We lifted the larva back onto the sofa. The four wounds were no longer smoking, but they also weren’t going away, either. I held a hand over the holes and felt what I thought an astronaut would feel if he found a crack in the ship’s hull while floating in the most desolate, frozen void at the edge of the cosmos. Not just coldness, but darkness and a sense of the vast, inhuman eternity that lay beyond. Was it too late? The larva was swollen, now in the shape of a football, tugging and straining on the gashes in the translucent leathery hide.

I said, “So … I’m not sure how to treat the wounds on this…” I almost said “thing” but Maggie’s mother was right there, and already seemed pretty confused. “… uh, situation.”

Marconi said, “Is there bleeding?”

“Not blood, no.”

Loretta said, “There’s blood everywhere.”

Joy said, “Then treat the wounds.” She looked at Marconi. “Treat the little girl. Same as you would anybody.”

He looked at me. I shrugged. The larva was no longer thrashing around and howling with its piercing wounded bird noises. It just lay there and made a low, squishy moaning sound. In the sand bowl, all four pellets continued to crackle and burn, the stench of brimstone filling the RV.

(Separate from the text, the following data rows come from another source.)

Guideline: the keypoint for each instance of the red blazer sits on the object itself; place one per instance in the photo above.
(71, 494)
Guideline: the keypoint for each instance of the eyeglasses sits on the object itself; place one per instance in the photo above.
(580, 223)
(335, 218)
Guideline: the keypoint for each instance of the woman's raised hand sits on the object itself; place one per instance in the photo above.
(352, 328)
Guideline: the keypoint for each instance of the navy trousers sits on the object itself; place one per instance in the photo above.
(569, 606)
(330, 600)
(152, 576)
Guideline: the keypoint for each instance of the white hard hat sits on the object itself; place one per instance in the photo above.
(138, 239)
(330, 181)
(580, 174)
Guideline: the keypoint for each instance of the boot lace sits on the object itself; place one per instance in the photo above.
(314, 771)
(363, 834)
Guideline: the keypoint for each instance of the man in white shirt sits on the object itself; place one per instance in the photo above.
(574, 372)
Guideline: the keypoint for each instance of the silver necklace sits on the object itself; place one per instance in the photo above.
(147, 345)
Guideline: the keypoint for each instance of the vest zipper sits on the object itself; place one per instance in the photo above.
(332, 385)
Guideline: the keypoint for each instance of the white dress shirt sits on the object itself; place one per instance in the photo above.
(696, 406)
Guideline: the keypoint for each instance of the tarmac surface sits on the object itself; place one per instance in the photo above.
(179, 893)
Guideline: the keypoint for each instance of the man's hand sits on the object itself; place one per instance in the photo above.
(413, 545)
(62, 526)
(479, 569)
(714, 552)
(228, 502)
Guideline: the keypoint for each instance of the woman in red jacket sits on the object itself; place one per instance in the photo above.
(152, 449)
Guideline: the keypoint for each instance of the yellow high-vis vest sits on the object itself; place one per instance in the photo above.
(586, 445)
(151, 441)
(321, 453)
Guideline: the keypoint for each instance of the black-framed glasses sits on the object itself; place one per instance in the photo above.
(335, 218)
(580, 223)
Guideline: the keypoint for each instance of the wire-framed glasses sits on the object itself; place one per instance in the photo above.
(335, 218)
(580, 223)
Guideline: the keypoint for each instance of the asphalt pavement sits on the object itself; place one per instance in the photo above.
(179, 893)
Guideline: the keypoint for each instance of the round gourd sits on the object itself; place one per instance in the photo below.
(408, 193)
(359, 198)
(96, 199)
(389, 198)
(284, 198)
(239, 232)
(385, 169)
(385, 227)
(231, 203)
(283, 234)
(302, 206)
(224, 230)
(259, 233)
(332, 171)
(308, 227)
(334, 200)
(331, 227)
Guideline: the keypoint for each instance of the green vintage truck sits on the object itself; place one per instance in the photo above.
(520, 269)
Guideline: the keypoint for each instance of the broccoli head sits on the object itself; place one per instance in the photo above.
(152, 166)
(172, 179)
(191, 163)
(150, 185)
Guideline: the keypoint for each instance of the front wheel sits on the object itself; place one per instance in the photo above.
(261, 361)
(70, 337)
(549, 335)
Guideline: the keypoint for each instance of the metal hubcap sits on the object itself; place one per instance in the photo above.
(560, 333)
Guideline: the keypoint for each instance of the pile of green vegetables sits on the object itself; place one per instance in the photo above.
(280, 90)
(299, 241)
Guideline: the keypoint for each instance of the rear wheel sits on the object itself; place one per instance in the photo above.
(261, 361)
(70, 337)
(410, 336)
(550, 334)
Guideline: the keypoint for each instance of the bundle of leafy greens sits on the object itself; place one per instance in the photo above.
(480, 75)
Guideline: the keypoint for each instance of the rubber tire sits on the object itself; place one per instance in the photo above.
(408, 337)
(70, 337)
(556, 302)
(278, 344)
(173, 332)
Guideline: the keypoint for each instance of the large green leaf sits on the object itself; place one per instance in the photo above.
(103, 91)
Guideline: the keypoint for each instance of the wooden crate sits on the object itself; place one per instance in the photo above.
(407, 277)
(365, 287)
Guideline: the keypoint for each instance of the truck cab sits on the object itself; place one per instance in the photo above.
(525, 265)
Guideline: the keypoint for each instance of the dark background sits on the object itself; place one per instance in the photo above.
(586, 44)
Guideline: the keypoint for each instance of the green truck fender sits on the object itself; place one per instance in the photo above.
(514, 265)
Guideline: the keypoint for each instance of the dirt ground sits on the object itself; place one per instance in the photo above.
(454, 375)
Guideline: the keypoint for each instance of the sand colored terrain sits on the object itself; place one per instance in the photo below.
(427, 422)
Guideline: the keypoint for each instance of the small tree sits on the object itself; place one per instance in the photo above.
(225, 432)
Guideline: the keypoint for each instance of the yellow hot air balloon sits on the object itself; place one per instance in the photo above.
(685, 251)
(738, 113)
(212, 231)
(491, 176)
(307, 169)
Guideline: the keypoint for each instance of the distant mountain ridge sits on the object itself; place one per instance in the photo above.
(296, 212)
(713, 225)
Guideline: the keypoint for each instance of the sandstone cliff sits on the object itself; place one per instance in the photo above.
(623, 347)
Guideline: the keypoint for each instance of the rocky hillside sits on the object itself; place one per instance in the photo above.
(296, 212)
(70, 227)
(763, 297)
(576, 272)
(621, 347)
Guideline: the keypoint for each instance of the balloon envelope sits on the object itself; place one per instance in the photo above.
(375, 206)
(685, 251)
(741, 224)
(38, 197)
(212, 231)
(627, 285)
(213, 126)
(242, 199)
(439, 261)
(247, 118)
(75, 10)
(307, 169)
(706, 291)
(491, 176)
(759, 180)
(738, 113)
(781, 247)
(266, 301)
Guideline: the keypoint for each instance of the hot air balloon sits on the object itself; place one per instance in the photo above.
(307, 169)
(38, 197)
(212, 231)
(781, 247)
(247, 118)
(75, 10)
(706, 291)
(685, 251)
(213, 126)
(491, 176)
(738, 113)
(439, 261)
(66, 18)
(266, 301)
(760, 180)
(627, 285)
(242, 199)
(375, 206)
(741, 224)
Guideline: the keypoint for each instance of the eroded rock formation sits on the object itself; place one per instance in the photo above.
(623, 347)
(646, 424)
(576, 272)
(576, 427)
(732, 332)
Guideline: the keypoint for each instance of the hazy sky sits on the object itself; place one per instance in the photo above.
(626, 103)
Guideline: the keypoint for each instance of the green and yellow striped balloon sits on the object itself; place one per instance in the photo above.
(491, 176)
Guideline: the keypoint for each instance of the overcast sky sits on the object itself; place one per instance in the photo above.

Marconi dug out packages of gauze from his first-aid kit and went to work.

Outside, I heard gunshots and Amy yelling at someone. I left the larva and its three caretakers behind and ran for the door. When I grasped the handle to open it, I found my hand was sticky. I was surprised to find it was covered in blood.

Maggie’s, I guess?

Whatever.

Just as I was about to step out, I noticed that leaning next to the door was Marconi’s antique spear, wicked chiseled notches in its gleaming obsidian head. I grabbed it and shoved through the door, into the maelstrom.

John

If John and his attacker had fallen on the downstream side of the sinking school bus, he’d no doubt have been whisked down the river, on his way to the Gulf of Mexico. Instead they fell upstream, meaning the current was now crushing their bodies against the side of the bus. There was no ground under John’s feet—the only thing keeping his head above the surface was the current pinning him to the white metal wall and the grip of his left hand, which was clutching a grating next to the bus’s wheel well.

John had lost track of the cloak that had tumbled into the river with him and he had hoped maybe it’d gotten swept away. But then a hand erupted out of the water and clutched John around the throat. The fingers felt thin and sinewy, like the talons on a bird.

Up from the water came the baby-face mask, only blackness behind the blank eye holes.

In a voice that sounded like a colon tumor that had grown a mouth, the cloak said, “Even now, you do not believe you can die. Do you know what awaits you, once you have been plunged into the black swarm? A most profound penetration that will split you wide, a violation without end, your shock their narcotic, your despair their aphrodisiac. How can you not already hear their lustful howls, you who bear the mark of Min?”